Instead, the butchers and dieticians analogy makes clear that there may be a simpler, more appropriate alternative - instead of requiring all butchers to become dieticians under a uniform dietician standard, simply tell the butchers not to give diet advice at all, and not to hold themselves out as dietary advisors when they're really just selling a fine cut of meat! In fact, apply sanctions to them if they do try to give diet advice when they aren't qualified to do so, and punish them for holding themselves out as dietary advisors when in reality they should simply call themselves what they are: butchers.

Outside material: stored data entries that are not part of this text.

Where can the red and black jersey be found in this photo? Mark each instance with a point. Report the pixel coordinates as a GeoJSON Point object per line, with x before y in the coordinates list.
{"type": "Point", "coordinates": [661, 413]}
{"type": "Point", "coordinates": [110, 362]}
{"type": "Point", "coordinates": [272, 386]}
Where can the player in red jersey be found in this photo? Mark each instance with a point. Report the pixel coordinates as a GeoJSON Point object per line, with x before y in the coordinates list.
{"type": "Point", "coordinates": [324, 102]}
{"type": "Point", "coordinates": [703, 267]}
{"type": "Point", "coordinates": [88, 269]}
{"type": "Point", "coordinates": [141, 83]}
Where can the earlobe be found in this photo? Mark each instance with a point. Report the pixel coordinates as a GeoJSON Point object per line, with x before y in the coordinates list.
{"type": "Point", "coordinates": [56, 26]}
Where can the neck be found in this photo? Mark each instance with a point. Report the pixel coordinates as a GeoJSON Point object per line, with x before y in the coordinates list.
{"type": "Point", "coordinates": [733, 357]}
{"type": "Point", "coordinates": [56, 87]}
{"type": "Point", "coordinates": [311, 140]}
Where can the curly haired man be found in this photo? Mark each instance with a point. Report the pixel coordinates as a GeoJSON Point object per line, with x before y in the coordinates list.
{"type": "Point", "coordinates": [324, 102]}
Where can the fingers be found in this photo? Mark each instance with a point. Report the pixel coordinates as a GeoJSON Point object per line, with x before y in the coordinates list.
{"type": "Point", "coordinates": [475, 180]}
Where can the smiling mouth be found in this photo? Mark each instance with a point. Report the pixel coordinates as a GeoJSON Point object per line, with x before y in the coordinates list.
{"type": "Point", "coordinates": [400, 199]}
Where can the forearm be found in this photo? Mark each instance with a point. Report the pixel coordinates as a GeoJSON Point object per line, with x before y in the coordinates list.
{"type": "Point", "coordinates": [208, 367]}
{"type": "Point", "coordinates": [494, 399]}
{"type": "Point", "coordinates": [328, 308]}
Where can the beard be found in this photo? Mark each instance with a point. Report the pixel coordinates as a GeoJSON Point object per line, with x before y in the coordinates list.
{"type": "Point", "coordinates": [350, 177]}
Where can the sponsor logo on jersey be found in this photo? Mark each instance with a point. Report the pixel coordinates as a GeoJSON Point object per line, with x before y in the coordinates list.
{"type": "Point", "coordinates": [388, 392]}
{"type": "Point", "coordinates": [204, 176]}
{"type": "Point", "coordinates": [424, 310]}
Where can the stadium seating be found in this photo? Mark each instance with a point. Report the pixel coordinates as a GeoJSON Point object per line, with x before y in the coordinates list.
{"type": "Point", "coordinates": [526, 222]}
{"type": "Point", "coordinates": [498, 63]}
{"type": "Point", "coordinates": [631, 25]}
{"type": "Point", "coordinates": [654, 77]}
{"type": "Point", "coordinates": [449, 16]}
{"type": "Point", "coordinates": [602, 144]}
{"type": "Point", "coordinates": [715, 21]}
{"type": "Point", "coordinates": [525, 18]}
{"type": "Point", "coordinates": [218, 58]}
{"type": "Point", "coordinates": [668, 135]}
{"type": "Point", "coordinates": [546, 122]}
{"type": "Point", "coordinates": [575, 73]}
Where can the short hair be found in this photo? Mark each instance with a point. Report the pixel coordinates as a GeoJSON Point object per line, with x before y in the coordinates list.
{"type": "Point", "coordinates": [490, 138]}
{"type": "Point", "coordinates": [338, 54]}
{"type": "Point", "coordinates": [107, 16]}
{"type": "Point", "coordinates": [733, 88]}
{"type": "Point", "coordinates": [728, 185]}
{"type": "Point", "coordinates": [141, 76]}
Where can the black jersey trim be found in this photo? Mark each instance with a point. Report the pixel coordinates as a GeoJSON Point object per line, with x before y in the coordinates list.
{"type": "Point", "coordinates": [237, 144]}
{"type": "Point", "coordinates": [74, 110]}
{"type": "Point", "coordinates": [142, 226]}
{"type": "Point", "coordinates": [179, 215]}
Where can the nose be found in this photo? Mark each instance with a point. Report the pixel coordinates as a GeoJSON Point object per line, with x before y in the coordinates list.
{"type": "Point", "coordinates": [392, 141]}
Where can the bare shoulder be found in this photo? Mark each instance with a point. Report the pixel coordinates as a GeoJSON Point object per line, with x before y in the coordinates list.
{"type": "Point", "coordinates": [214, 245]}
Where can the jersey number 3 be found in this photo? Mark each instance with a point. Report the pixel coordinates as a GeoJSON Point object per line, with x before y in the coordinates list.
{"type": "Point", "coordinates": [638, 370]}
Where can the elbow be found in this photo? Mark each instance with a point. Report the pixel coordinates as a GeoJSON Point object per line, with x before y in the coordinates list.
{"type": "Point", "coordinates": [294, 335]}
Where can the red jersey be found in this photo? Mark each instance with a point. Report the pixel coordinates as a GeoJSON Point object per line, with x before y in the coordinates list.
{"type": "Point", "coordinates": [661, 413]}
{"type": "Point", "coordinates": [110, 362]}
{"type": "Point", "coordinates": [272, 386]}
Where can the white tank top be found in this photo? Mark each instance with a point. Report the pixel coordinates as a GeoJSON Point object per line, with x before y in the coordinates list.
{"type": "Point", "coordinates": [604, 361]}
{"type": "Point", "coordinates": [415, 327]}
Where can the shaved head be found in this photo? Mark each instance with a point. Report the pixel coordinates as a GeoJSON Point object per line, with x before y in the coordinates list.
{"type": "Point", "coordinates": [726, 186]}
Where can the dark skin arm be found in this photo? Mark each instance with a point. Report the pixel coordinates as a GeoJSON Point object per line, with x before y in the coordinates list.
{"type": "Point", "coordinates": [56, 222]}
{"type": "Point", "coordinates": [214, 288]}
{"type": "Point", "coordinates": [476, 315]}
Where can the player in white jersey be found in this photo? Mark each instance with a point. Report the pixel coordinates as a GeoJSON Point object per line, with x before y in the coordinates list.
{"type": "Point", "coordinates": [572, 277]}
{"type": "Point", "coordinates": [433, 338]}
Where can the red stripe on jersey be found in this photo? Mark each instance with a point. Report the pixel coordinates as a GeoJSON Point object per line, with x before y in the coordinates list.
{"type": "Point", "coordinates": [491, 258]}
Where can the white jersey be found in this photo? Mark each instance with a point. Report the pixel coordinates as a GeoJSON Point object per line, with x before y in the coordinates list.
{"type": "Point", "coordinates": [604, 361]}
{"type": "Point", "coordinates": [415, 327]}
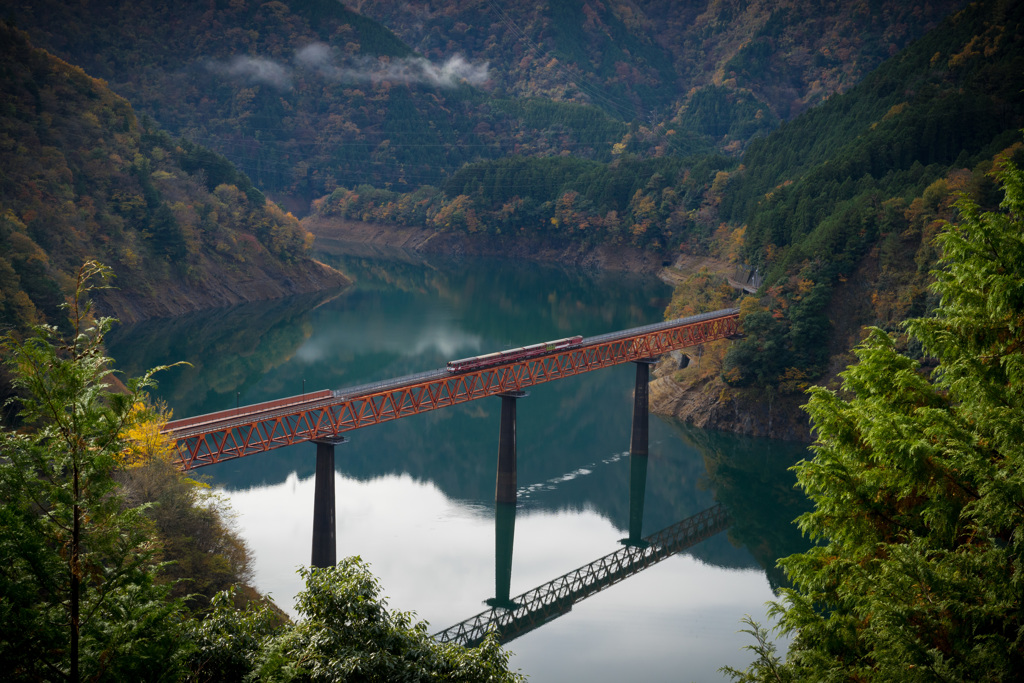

This serves to highlight the point that at the end of the day, the entire fiduciary versus suitability debate is misguided; the real choice is not fiduciary versus suitability; it's between buying products from a salesperson or getting advice from an advisor. In other words, the problem is not that butchers aren't fiduciaries, and it's ridiculous to argue what standard should apply to a butcher's dietary advice; the problem is that butchers shouldn't give diet advice or hold themselves out as dieticians in the first place. Similarly, the problem is not that brokers aren't fiduciaries, or what standard should apply to the advice that brokers give; the problem is that stockbrokers (and insurance agents, and other financial products salespeople that stopped calling themselves what they are and started calling themselves 'financial advisors' and 'financial consultants') shouldn't give financial advice or hold themselves out as financial advisors or consultants in the first place. Which means in the end, the solution is not to make butchers into dieticians or brokers into fiduciaries; it's simply to draw a clearer distinction between who is a fiduciary advice-giver and who is a product salesperson, by calling a butcher a butcher, a broker a broker, and the only people who hold themselves out as advice-givers - regarding diet or finances - are the advisors.
This lets the public have the same choice when consuming meat or financial services: if you know what you want to buy, get a salesperson to buy it from; and if you want advice, get it from a true advice-giver. You don't expect credible and objective advice about alternative products from your butcher, and nor should you expect it from your broker, either. Yet just as the butcher and dietician do co-exist in a spectrum of services available the public, so too can the broker and the financial advisor... as long as each sticks to their respective role.
So what do you think? Does the butcher and dietician analogy resonate with you? Do you think the best solution is to force all butchers to become dieticians, or simply to bar them from holding themselves out as dietary advisors and giving diet advice in the first place? Does the parallel hold true for brokers and advisors, too?